The product/process distinction is the distinction between the product information and the process information of a consumer good. Product information is information that pertains to a consumer good, namely to its price, quality, and safety (its proximate attributes). Process information is information that pertains to the means by which the consumer good is made i.e. the working conditions under which it comes into being, as well as the treatment of animals involved in its production chain (its peripheral attributes).

The product/process distinction is used by the World Trade Organization (WTO) as a way to determine whether or not a complaint filed by an importing nation is valid and warrants trade barriers against the exporting nation. Under WTO rules, an importing nation can lodge a complaint with the WTO that the exporting nation uses methods for obtaining or producing the good in question that the importing nation finds to be immoral or unethical. If the independent World Trade Organization Advisory Board, made up of a panel of international law and trade experts, finds that the importing nation has a legitimate complaint, enforces said ethical standards for domestic production, and isn't trying to merely skirt its free trade obligations, then the Board will rule that trade barriers are justified. Despite what World Trade Organization officials have said, in practice the World Trade Organization finds these complaints illegitimate the vast majority of the time.

For example, if the European Union (EU) wants to ban imports of cosmetics that were tested on laboratory animals on grounds that such testing is unethical, it can file a complaint with the World Trade Organization and, in theory, the WTO would allow the EU to enact trade barriers provided that the EU bans its own domestic cosmetic producers from testing on laboratory animals.

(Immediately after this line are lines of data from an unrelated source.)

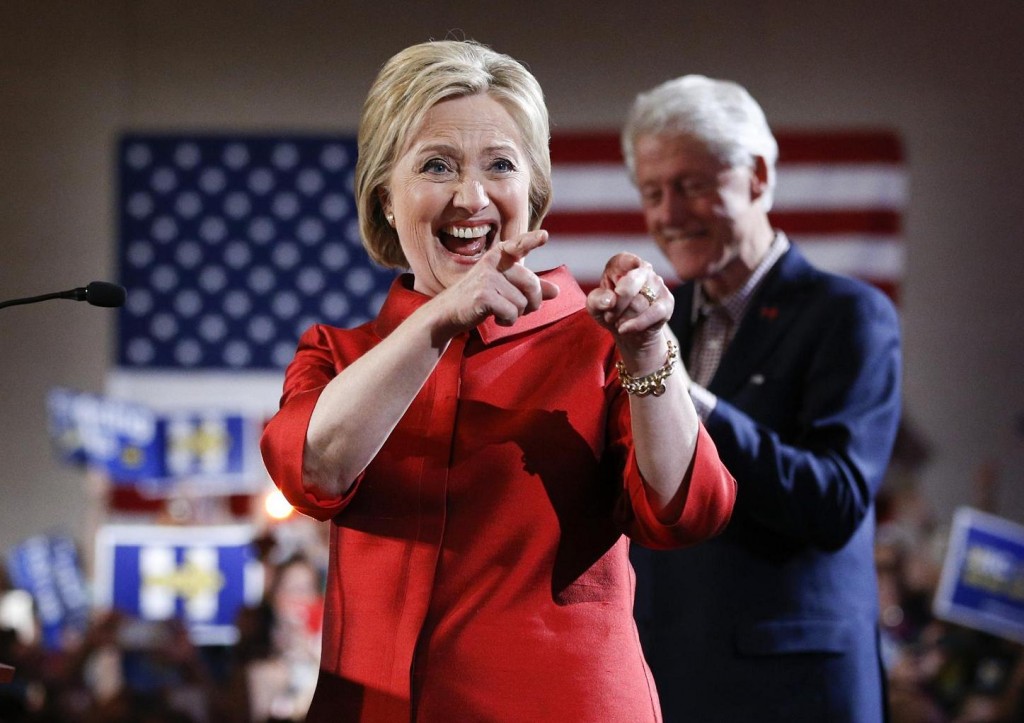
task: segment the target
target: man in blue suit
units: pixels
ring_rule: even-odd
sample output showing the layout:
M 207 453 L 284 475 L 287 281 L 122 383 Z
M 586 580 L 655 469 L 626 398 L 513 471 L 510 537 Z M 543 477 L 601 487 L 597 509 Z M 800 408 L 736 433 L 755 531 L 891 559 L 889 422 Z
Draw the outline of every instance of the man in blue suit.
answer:
M 666 721 L 884 720 L 873 499 L 900 413 L 896 311 L 772 227 L 777 143 L 740 86 L 640 94 L 623 147 L 684 282 L 670 325 L 691 396 L 738 485 L 715 540 L 634 547 Z

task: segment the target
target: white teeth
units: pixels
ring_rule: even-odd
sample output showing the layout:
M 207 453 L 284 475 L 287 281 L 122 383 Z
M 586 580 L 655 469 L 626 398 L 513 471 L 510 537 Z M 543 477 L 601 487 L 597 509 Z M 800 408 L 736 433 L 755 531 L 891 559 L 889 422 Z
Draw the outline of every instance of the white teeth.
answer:
M 456 239 L 479 239 L 490 231 L 490 226 L 445 226 L 441 230 Z

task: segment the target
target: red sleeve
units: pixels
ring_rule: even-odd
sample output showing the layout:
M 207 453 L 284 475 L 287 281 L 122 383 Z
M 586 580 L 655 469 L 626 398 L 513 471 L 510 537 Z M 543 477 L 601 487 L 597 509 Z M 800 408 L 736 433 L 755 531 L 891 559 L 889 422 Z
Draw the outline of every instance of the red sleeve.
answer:
M 702 424 L 697 430 L 696 451 L 687 478 L 689 490 L 679 518 L 671 523 L 662 522 L 650 507 L 636 456 L 631 451 L 626 468 L 629 496 L 626 529 L 633 540 L 645 547 L 670 549 L 708 540 L 725 528 L 736 502 L 736 480 L 719 459 L 715 442 Z
M 337 375 L 341 360 L 326 328 L 315 326 L 299 340 L 295 358 L 285 373 L 281 409 L 270 419 L 260 439 L 263 463 L 273 483 L 299 512 L 326 520 L 348 504 L 361 475 L 339 497 L 319 498 L 302 483 L 302 454 L 306 429 L 321 392 Z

In these cases, however, the World Trade Organization has consistently ruled that such barriers are illegal because only the process is different, while the final product itself is not. Therefore, the WTO has made the product/process distinction an important factor in determining whether trade barriers are justified.

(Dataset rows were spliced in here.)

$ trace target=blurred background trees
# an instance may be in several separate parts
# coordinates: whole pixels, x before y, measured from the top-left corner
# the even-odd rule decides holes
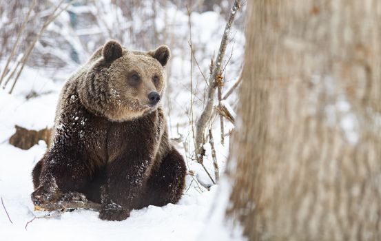
[[[380,10],[248,3],[227,216],[250,240],[381,238]]]

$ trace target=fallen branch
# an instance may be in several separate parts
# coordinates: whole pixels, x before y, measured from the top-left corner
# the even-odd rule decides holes
[[[32,222],[34,221],[34,220],[36,219],[39,219],[39,218],[57,218],[57,217],[59,217],[61,216],[61,214],[62,214],[62,211],[57,211],[55,213],[48,213],[48,214],[45,214],[44,216],[39,216],[39,217],[37,217],[36,216],[34,216],[33,217],[33,218],[29,221],[28,221],[26,222],[26,224],[25,224],[25,227],[24,229],[25,230],[28,230],[27,228],[28,228],[28,225],[29,225],[30,223],[31,223]]]
[[[101,204],[92,201],[61,201],[59,202],[52,202],[39,206],[34,206],[34,211],[65,211],[66,210],[72,209],[90,209],[93,211],[100,211]]]
[[[4,208],[4,210],[6,211],[6,213],[7,213],[7,216],[8,216],[9,222],[10,222],[11,224],[13,224],[13,222],[10,220],[10,217],[9,216],[8,212],[7,211],[7,209],[6,209],[6,205],[4,205],[4,202],[3,202],[3,197],[1,198],[1,204],[3,205],[3,207]]]
[[[27,63],[28,61],[29,60],[29,57],[30,56],[30,54],[32,53],[32,51],[33,50],[34,45],[36,45],[36,43],[37,41],[39,41],[42,36],[43,33],[45,32],[48,26],[53,21],[54,21],[63,11],[65,11],[68,8],[70,5],[72,5],[75,1],[76,0],[72,0],[69,3],[67,3],[67,5],[62,9],[59,10],[59,8],[61,7],[61,4],[63,3],[63,0],[61,0],[59,4],[56,6],[56,7],[54,9],[52,14],[49,16],[49,17],[46,19],[46,21],[43,23],[41,28],[40,29],[40,31],[39,33],[36,35],[32,43],[28,46],[28,48],[26,49],[25,52],[25,54],[23,56],[23,59],[21,61],[21,66],[20,67],[20,69],[17,70],[17,73],[16,74],[16,76],[14,77],[14,81],[13,81],[13,84],[12,85],[12,87],[10,87],[10,90],[9,91],[9,94],[12,94],[13,92],[13,90],[14,88],[14,86],[16,85],[16,83],[17,83],[17,81],[19,80],[19,78],[20,77],[20,75],[21,74],[21,72],[23,72],[23,70],[25,67],[25,65]],[[16,71],[16,69],[14,70]],[[9,81],[10,78],[13,76],[14,74],[14,72],[12,72],[10,74],[10,76],[8,77],[7,80],[7,83]]]
[[[205,150],[203,148],[203,144],[205,143],[205,129],[207,125],[208,121],[210,120],[213,111],[213,103],[214,101],[214,94],[218,86],[217,77],[221,76],[222,65],[223,58],[225,56],[226,47],[227,45],[229,33],[231,28],[233,22],[236,17],[237,11],[241,7],[241,3],[239,0],[234,1],[234,3],[231,7],[230,11],[230,16],[229,20],[226,23],[223,38],[220,43],[220,48],[218,54],[216,58],[212,74],[210,75],[208,82],[209,87],[207,96],[207,103],[203,111],[200,118],[197,120],[196,123],[196,158],[199,163],[203,163],[203,156],[205,154]]]

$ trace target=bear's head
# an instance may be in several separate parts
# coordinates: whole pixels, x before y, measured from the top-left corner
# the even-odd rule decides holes
[[[132,120],[155,110],[163,97],[169,49],[129,50],[111,40],[93,54],[78,78],[81,103],[114,121]]]

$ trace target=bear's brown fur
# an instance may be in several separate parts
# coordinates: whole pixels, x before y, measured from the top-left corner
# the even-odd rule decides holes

The World Trade Organization has stated that if nations were able to enact barriers merely because the importing nation's standards differ from their own, control could be lost and barriers could be enacted around the world for frivolous reasons. However, many complain that these rulings go against the stated intentions of the World Trade Organization, and prove that the organization often puts commercial interests above environmental, ethical, and human rights issues.